A/D (“Artist Designer”) was a strong and unique voice in the 80s and 90s, for it was the only publisher of editions with the unique distinction to commission projects only from visual artists, and only for functional objects that were meant to be lived with and used.
Lot 775, Sol LeWitt, Three End Tables; Estimate $20,000-$30,000
The idea was that visual artists would bring different solutions to design problems, and would challenge material limits in ways that designers and architects normally would not. The success of the gallery and all that they published was a result of this challenge, and of the standards that they were willing to commit to projects. The roster of artists published by A/D is impressive, from Sol LeWitt and Chuck Close, to Jennifer Bartlett and Arlene Shechet; and the fabricators used were always the best possible, willing to work closely with the artists to solve special challenges; it is unlikely that any wallpaper before or after Joan Nelson’s Vines was ever made using 28 screens.

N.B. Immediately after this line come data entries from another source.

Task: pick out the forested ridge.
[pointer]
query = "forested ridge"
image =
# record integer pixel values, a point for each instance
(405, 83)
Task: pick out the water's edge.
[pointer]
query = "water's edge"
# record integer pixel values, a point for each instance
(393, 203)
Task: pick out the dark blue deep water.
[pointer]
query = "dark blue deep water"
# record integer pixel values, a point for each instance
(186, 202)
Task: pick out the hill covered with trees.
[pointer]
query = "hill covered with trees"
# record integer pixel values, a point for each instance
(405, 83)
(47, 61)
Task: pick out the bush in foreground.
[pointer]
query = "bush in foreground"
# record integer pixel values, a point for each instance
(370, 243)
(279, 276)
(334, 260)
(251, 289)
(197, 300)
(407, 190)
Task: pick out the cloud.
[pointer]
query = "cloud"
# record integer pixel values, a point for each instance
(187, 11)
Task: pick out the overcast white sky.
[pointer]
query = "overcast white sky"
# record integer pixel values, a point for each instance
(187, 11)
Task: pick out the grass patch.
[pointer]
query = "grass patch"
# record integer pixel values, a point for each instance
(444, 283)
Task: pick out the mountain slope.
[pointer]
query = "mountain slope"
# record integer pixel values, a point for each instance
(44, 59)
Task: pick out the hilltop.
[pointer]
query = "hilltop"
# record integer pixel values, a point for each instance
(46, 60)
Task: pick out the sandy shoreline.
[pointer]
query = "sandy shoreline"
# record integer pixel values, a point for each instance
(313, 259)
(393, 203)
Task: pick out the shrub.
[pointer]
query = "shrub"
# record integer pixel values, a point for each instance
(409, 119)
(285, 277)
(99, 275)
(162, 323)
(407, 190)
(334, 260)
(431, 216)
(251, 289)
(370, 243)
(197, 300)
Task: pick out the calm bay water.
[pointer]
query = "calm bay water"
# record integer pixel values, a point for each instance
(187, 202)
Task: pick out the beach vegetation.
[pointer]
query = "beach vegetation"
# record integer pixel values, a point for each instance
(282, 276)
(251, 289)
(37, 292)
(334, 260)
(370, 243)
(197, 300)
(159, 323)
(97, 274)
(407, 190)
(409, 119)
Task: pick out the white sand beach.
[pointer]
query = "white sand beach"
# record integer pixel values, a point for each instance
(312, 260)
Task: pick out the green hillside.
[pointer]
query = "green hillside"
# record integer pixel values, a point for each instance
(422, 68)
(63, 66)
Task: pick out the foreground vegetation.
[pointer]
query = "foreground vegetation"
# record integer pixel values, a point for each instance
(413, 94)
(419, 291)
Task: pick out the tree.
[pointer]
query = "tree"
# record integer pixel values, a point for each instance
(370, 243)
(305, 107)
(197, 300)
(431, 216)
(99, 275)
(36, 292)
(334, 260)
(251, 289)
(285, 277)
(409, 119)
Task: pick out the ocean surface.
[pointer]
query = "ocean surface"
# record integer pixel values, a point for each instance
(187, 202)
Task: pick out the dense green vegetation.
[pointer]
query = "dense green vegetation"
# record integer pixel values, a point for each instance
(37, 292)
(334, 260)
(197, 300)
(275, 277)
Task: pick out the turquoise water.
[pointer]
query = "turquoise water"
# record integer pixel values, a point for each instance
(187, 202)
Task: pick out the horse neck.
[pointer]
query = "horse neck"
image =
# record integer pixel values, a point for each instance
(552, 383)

Lot 824, Joan Nelson, Wallpaper, Green Vines and Green Ground; Estimate $4,000-$6,000
The works that follow are all examples that the gallery retained for their own archives, and include published editions; unique prototype copies that were fabricated on the way to making a final edition, often in different materials; and also unique works that were made in only one example, like the Tom Sachs Telephone Lamp, and the painted cement standing screen, a unique collaboration between artists Georgia Marsh and Win Knowlton. Also included is the iconic door to the gallery space by 1100 Architect (David Piscuskas and Juergen Riehm), itself a unique design solution for a public entry from the bend in a hallway into an exhibition space, a fitting collaboration by a then-young firm that went on to design the MoMA Design Store, the Robert Mapplethorpe Foundation offices, and many artists’ residences and studios.

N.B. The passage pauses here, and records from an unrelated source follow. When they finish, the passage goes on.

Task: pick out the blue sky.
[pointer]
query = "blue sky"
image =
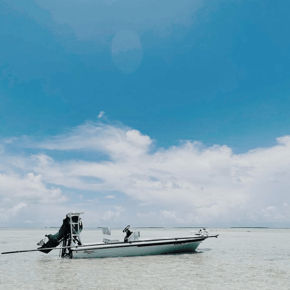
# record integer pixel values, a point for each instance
(175, 80)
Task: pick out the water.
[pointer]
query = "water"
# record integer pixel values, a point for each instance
(238, 259)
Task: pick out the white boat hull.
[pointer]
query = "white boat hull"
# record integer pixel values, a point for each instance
(135, 249)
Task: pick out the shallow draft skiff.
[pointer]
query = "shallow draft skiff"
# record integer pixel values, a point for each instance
(72, 247)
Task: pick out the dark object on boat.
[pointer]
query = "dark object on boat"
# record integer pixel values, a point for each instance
(70, 224)
(128, 233)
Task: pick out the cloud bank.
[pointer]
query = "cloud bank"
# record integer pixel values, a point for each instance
(186, 185)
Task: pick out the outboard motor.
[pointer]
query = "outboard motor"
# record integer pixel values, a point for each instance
(68, 234)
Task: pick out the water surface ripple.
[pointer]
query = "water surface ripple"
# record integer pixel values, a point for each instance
(238, 259)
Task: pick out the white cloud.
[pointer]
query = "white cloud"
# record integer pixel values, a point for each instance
(99, 20)
(101, 114)
(187, 184)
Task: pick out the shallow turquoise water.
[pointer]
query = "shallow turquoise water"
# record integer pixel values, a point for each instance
(238, 259)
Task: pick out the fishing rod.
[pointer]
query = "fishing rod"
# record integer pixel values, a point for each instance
(35, 250)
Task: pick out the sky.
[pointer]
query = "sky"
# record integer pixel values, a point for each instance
(149, 113)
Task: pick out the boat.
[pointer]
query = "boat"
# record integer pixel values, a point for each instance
(72, 247)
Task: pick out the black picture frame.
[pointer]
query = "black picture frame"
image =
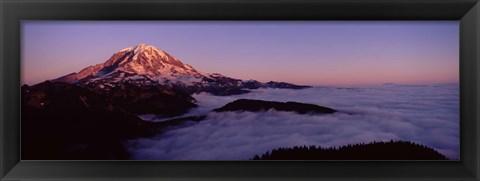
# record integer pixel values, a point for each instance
(12, 12)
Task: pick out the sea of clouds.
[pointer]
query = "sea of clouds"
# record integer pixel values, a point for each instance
(425, 114)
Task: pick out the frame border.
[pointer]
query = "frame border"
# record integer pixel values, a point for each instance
(13, 11)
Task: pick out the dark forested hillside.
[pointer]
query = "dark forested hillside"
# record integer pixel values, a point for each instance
(392, 150)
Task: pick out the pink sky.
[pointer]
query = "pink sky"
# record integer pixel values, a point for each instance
(309, 52)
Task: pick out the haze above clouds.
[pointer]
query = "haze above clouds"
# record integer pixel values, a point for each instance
(425, 114)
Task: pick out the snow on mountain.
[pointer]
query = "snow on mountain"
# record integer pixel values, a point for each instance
(144, 60)
(148, 65)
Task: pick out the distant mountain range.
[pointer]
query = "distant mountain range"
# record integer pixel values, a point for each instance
(145, 65)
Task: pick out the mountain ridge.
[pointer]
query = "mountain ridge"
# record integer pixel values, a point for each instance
(156, 67)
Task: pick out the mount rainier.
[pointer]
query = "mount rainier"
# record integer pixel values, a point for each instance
(145, 65)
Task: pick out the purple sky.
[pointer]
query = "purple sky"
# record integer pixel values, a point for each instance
(309, 52)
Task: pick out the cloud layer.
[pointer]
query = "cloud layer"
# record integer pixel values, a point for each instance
(427, 114)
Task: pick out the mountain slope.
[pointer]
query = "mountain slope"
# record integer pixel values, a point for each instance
(148, 65)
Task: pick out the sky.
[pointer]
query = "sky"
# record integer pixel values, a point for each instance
(301, 52)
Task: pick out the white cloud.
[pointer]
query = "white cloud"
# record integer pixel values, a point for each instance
(423, 114)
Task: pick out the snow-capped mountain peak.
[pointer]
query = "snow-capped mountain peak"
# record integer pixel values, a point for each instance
(145, 65)
(144, 60)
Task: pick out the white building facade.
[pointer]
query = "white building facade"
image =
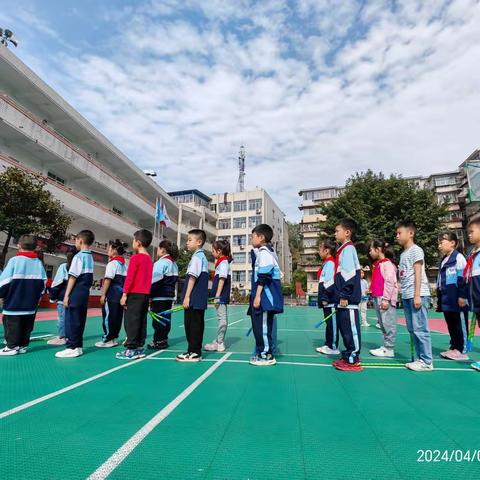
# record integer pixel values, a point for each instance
(99, 187)
(238, 213)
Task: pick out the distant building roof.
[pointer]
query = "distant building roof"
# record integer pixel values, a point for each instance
(193, 191)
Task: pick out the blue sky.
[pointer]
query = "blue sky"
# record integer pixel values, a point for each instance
(315, 89)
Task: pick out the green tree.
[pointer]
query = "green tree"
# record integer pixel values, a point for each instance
(378, 203)
(27, 207)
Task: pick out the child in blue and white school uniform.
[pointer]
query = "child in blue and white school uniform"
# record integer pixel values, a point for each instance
(452, 295)
(221, 287)
(112, 290)
(162, 295)
(347, 296)
(21, 286)
(472, 275)
(267, 298)
(80, 279)
(56, 293)
(195, 296)
(326, 297)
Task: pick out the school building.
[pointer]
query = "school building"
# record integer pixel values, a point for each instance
(238, 213)
(100, 188)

Lot 800, Georgia Marsh; Win Knowlton, Folding Screen; Estimate $1,500-$2,500
The several objects here from Richard Tuttle—lamps, chandeliers, chairs, a rug—are a particularly important range of work coming from one of the most important artists of our time. With his first exhibition in 1965, Tuttle helped to invent the vocabulary of Minimal Art, and in the more than 50 years since has shown through constant invention what can be done with modest materials. The objects made for A/D show a range of exploration of how traditional forms can be meaningfully tweaked, often with an historical understanding that came from his own impressive collection of decorative arts.

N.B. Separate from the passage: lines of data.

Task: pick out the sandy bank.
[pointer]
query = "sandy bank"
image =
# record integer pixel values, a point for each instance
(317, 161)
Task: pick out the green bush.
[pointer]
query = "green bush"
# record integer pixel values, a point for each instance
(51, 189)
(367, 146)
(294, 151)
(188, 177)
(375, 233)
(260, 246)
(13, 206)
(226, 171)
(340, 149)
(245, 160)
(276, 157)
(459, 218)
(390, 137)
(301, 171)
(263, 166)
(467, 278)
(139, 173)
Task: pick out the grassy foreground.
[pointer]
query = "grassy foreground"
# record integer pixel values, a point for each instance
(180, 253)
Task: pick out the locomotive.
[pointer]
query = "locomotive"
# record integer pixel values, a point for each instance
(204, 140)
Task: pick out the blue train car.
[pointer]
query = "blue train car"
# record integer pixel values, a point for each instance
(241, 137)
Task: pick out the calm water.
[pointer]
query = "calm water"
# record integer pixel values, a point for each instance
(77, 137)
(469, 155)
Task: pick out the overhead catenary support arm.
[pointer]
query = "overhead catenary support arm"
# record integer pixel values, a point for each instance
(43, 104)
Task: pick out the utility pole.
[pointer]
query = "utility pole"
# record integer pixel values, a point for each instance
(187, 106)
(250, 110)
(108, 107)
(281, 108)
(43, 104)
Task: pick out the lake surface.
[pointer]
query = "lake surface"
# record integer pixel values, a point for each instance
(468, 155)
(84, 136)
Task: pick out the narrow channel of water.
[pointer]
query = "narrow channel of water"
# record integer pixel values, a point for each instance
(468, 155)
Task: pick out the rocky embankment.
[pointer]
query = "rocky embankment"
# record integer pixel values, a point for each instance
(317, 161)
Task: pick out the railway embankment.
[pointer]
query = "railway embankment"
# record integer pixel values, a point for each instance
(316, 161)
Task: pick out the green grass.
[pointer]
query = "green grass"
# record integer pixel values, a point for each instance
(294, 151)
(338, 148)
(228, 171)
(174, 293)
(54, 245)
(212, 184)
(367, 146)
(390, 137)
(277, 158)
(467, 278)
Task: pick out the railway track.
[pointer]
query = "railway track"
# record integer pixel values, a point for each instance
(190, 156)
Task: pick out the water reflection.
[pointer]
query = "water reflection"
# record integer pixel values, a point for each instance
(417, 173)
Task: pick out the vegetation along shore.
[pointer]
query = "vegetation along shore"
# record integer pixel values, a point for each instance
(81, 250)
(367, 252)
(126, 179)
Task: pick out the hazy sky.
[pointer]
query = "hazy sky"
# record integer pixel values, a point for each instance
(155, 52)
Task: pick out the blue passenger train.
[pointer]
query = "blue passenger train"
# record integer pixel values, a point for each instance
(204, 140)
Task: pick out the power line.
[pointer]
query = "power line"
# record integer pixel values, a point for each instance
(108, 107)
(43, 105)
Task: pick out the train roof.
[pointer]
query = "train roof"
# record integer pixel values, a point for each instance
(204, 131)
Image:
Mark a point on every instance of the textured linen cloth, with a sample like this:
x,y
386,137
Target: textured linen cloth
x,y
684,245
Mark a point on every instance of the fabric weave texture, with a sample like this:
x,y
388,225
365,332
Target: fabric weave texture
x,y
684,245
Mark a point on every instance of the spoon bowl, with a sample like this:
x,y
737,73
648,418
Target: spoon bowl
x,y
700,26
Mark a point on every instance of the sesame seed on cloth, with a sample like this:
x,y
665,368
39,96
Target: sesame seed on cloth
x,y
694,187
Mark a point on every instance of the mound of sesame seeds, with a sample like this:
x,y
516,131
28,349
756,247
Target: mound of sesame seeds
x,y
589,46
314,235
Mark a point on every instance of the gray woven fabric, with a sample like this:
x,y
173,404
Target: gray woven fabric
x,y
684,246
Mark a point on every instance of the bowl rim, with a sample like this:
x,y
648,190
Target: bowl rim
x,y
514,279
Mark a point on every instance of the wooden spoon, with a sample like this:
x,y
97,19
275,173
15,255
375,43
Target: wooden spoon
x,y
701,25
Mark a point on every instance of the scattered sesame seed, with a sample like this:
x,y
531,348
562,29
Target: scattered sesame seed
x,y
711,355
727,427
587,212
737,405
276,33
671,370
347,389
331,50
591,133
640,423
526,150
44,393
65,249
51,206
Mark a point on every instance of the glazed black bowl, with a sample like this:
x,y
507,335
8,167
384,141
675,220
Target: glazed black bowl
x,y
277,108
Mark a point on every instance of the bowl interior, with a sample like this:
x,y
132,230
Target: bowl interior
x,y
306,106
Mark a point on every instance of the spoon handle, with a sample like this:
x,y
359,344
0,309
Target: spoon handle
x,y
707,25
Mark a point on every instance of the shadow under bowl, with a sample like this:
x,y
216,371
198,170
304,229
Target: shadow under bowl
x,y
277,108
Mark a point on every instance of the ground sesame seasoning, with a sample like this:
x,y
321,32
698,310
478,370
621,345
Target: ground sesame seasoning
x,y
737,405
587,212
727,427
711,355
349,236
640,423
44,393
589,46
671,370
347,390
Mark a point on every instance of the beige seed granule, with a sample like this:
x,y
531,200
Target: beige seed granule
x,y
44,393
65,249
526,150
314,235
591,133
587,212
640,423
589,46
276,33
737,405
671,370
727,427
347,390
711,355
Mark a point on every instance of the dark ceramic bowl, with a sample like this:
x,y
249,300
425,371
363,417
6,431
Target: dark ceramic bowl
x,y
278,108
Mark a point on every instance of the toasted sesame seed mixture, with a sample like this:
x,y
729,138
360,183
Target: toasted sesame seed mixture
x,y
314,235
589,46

Lot 776, Richard Tuttle, Pair of Lamps with No Style; Estimate $3,000-$5,000
While many of the A/D editions were successful in their time, a number of the editions were never completed. The McDermott & McGough Sundial was announced as an edition of 20, but the example offered here is likely one of only 3 ever made. The “Ribbon Chaise” took such an elaborately difficult tour de force of woodworking skill and was so expensive to produce that of the 9 planned, only 3 were ever made. The fact that published editions would not be fully made was not unique to A/D: the 1967-68 Ellsworth Kelly Primary Tapestry rug that was published by Charles Slatkin (Modern Master Tapestries) was announced as an edition of 20; but according to the records of the Ellsworth Kelly Studio, only 4 were ever produced.
Lot 770a, Gary Stephen, Ribbon Chaise; Estimate $3,000-$5,000
Certain objects were made purposefully in unusually small editions: the cast sterling silver. Arman’s Candelabrum is one from an edition of only 8, Arman’s own choice in order to comply with the French law definition of an “original” object; more than 8 examples would become an “edition.” And while the silver edition offered here is already rare, the two prototype examples in silver plate are unique, as this experiment in testing this process was then abandoned in favor of making the edition in solid silver.
Lot 767, Arman, Candelabra; Estimate $6,000-$8,000
Since A/D closed some 20 years ago, no other publisher has pursued this path in the same way. A/D remains a very special marker of its decade, and their editions represent an important impulse that is still influential. Many of the objects offered here now appear only rarely in the market, but with this dispersal of the retained archives of A/D, certainly there will never again be the opportunity of such a range of the important A/D editions.